Sen. Josh Hawley (R-Mo.) introduced a bill Tuesday that would cap the interest rate for credit cards at a “common sense level” of 18 percent in an effort to protect vulnerable borrowers.
“Americans are being crushed under the weight of record credit card debt — and the biggest banks are just getting richer,” Hawley said in a statement. “The government was quick to bail out the banks just this spring, but has ignored working people struggling to get ahead.”
“Capping the maximum credit card interest rate is fair, common-sense, and gives the working class a chance,” he added.
American credit card debt passed $1 trillion this summer, contributing to quickly rising consumer debt, which grew by nearly $18 billion from May to June, according the most recent federal data available.

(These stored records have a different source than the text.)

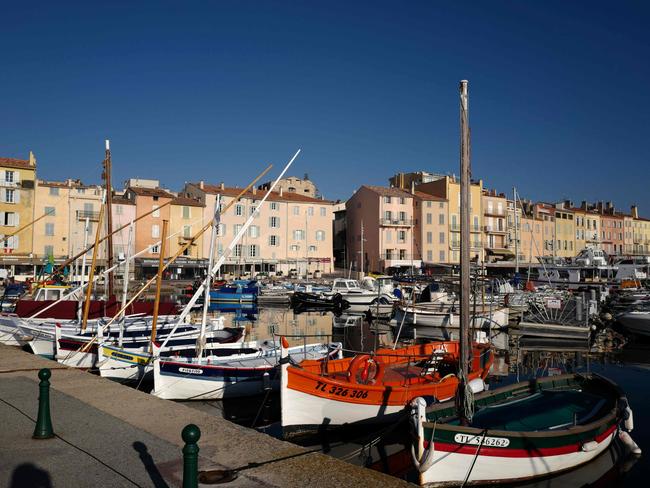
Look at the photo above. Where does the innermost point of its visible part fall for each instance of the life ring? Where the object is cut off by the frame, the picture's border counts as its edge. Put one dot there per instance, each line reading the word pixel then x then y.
pixel 359 371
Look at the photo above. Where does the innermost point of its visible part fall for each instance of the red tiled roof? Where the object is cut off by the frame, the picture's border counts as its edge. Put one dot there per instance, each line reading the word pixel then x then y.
pixel 150 192
pixel 425 196
pixel 389 192
pixel 15 163
pixel 120 200
pixel 259 194
pixel 187 202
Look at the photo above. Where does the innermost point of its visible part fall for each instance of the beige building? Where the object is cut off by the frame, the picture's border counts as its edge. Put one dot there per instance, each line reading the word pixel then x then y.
pixel 384 219
pixel 290 231
pixel 495 220
pixel 17 210
pixel 448 188
pixel 293 184
pixel 431 228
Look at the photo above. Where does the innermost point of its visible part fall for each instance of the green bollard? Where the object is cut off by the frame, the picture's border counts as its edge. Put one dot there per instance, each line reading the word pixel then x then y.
pixel 191 435
pixel 43 428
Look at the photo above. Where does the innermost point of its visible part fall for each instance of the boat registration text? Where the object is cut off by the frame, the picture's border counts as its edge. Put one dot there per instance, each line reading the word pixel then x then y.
pixel 475 440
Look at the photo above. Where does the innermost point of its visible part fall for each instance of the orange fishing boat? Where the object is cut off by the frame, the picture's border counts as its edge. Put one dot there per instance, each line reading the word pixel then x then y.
pixel 372 387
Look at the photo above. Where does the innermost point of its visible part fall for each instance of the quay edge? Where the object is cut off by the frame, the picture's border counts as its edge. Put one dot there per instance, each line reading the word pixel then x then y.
pixel 223 445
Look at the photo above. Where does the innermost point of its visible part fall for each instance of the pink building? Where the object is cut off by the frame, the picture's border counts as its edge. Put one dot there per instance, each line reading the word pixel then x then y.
pixel 385 218
pixel 291 231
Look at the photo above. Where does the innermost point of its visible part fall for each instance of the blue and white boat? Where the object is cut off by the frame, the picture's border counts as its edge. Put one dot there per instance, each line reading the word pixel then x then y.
pixel 236 292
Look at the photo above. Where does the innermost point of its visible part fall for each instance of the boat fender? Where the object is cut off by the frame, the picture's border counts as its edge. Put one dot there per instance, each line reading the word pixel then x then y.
pixel 363 361
pixel 626 414
pixel 629 443
pixel 477 385
pixel 589 446
pixel 629 421
pixel 423 460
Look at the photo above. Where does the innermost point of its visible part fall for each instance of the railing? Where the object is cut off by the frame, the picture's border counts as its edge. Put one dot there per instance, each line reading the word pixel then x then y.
pixel 87 214
pixel 397 222
pixel 472 228
pixel 396 257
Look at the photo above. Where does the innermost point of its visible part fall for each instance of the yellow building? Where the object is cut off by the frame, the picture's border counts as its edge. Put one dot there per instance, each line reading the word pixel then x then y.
pixel 587 227
pixel 17 210
pixel 185 220
pixel 565 232
pixel 448 188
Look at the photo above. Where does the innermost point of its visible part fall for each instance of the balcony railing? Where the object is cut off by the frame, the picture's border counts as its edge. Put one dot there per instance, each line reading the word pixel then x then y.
pixel 494 228
pixel 396 257
pixel 87 214
pixel 472 228
pixel 396 222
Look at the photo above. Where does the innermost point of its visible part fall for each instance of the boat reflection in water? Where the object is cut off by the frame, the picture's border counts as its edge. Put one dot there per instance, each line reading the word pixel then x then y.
pixel 387 449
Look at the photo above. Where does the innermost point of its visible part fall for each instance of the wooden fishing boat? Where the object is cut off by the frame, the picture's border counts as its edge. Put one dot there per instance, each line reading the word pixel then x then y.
pixel 244 373
pixel 372 387
pixel 318 300
pixel 520 432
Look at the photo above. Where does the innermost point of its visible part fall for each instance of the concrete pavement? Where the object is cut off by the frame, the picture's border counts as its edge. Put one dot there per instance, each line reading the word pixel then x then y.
pixel 114 435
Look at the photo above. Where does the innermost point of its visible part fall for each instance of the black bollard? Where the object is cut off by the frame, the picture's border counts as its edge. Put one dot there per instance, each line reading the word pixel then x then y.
pixel 43 429
pixel 191 435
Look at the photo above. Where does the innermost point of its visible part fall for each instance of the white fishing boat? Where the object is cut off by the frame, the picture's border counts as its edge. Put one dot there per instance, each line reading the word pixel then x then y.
pixel 245 373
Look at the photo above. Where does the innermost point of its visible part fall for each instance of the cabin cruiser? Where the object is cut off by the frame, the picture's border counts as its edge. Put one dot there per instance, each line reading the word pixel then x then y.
pixel 354 294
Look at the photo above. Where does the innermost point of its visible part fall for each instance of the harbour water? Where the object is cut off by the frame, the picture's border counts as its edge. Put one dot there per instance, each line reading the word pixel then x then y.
pixel 622 359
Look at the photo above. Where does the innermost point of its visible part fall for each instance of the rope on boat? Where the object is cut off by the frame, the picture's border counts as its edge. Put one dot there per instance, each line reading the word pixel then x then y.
pixel 471 467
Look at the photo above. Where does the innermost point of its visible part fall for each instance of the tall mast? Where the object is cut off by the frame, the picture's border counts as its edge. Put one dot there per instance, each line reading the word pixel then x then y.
pixel 464 247
pixel 109 216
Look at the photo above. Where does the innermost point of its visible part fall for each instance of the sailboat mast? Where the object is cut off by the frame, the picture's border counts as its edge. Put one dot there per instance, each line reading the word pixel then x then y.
pixel 109 217
pixel 161 262
pixel 464 243
pixel 514 195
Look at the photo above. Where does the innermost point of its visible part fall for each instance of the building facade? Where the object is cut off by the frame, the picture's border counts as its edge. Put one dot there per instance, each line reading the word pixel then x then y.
pixel 17 178
pixel 291 233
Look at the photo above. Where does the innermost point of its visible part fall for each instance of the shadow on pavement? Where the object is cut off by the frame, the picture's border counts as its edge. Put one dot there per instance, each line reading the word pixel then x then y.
pixel 149 465
pixel 29 475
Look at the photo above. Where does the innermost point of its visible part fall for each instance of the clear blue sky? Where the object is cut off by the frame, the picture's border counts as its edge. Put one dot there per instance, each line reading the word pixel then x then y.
pixel 559 102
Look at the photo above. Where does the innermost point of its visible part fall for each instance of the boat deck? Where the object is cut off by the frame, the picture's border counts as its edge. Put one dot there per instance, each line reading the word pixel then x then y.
pixel 546 410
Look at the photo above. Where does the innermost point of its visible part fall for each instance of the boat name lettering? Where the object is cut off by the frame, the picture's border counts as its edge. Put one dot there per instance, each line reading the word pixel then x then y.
pixel 340 391
pixel 190 370
pixel 475 440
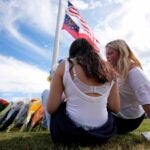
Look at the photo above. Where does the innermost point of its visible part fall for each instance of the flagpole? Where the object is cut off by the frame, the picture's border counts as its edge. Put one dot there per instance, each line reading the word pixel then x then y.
pixel 57 35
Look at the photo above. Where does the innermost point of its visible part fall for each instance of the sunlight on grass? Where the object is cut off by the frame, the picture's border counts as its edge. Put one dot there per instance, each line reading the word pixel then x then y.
pixel 42 141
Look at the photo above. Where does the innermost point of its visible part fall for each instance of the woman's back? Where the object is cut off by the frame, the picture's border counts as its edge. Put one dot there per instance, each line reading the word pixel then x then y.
pixel 86 109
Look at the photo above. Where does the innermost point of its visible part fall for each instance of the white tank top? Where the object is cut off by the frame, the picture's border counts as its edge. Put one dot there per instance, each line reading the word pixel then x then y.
pixel 84 110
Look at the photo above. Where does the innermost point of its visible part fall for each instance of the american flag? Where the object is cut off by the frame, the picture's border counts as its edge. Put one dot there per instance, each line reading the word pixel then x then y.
pixel 85 33
pixel 71 26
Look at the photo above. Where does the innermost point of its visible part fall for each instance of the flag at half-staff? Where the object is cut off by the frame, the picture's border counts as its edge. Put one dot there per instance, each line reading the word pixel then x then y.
pixel 79 28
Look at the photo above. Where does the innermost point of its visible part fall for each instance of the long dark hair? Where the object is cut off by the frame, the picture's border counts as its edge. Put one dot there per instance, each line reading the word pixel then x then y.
pixel 86 56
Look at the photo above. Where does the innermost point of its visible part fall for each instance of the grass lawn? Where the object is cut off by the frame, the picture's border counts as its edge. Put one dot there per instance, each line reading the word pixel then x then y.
pixel 42 141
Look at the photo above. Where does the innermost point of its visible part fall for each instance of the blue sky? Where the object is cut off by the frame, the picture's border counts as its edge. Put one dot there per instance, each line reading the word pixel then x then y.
pixel 27 31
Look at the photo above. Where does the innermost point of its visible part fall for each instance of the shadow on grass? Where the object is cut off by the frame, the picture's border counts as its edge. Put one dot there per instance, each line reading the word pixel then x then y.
pixel 42 141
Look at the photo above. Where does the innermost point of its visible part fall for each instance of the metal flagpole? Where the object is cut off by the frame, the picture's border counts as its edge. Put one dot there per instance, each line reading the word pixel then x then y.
pixel 57 35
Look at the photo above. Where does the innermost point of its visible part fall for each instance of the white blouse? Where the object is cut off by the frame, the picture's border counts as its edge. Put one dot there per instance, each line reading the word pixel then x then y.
pixel 134 93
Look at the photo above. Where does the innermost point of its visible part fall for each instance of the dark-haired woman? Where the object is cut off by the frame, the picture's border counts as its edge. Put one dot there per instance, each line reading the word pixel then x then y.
pixel 90 90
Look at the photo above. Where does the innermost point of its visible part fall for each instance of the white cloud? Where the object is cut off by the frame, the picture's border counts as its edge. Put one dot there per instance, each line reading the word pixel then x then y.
pixel 17 76
pixel 40 15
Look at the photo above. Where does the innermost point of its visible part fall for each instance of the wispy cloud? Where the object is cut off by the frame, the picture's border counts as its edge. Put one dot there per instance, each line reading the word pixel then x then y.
pixel 17 76
pixel 37 14
pixel 82 5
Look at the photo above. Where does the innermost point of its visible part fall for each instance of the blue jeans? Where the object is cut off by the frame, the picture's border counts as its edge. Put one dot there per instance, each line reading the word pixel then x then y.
pixel 46 118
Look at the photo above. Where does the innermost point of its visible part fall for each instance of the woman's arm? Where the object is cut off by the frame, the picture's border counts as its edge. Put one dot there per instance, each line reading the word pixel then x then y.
pixel 114 99
pixel 56 90
pixel 147 109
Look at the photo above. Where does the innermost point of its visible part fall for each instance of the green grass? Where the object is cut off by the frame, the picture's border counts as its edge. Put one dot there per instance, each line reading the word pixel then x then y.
pixel 42 141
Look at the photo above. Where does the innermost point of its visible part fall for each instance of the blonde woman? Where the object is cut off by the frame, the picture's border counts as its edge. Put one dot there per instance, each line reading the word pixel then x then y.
pixel 134 87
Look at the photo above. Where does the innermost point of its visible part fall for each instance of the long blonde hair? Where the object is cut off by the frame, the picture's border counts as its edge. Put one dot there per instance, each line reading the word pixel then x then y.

The average U.S. household carries about $10,000 in credit card debt, according to another analysis.
Credit card debt fell significantly in 2020 after the government sent out stimulus checks, but the figure has continued to rise since then, now surpassing its previous pre-pandemic high.
Interest rates on credit card debt have also increased in recent months. The average rate was about 21 percent as of June. It was about 17 percent last spring.
“We’ve been tracking credit card rates since 1985, and these rates are the highest we’ve ever seen,” Ted Rossman, a senior analyst at Bankrate, told The Hill earlier this year. “The minimum-payment math is pretty staggering.”
Almost half of credit card holders carry a debt balance month to month, up from just more than a third last year, a Bankrate analysis found.
Hawley’s legislation would also prevent credit card companies from implementing fees to get around the 18-percent cap and issue penalties to enforce the limits.
The proposal is to the left of previous reform efforts from the White House and is similar to efforts from progressive Democrats. In 2019, Sen. Bernie Sanders (I-Vt.) and Rep. Alexandria Ocasio-Cortez (D-N.Y.) introduced bills to cap the interest rate at 15 percent, though they never left committee.
Previous reform proposals from the Biden administration would cap late fees at $8 instead of as much as $30 for first offenses and $40 or more on subsequent late payments.
A spokesperson for the American Bankers Association, the industry lobbying group, criticized the proposed reform.
“Price controls don’t work and the mischaracterization of deposit insurance coverage — which banks themselves pay for — doesn’t justify this type of harmful government intervention,” the spokesperson told the New York Post.
“This proposal would harm consumers by restricting access to credit for those who need it the most and driving them toward less regulated, more costly alternatives,” they added.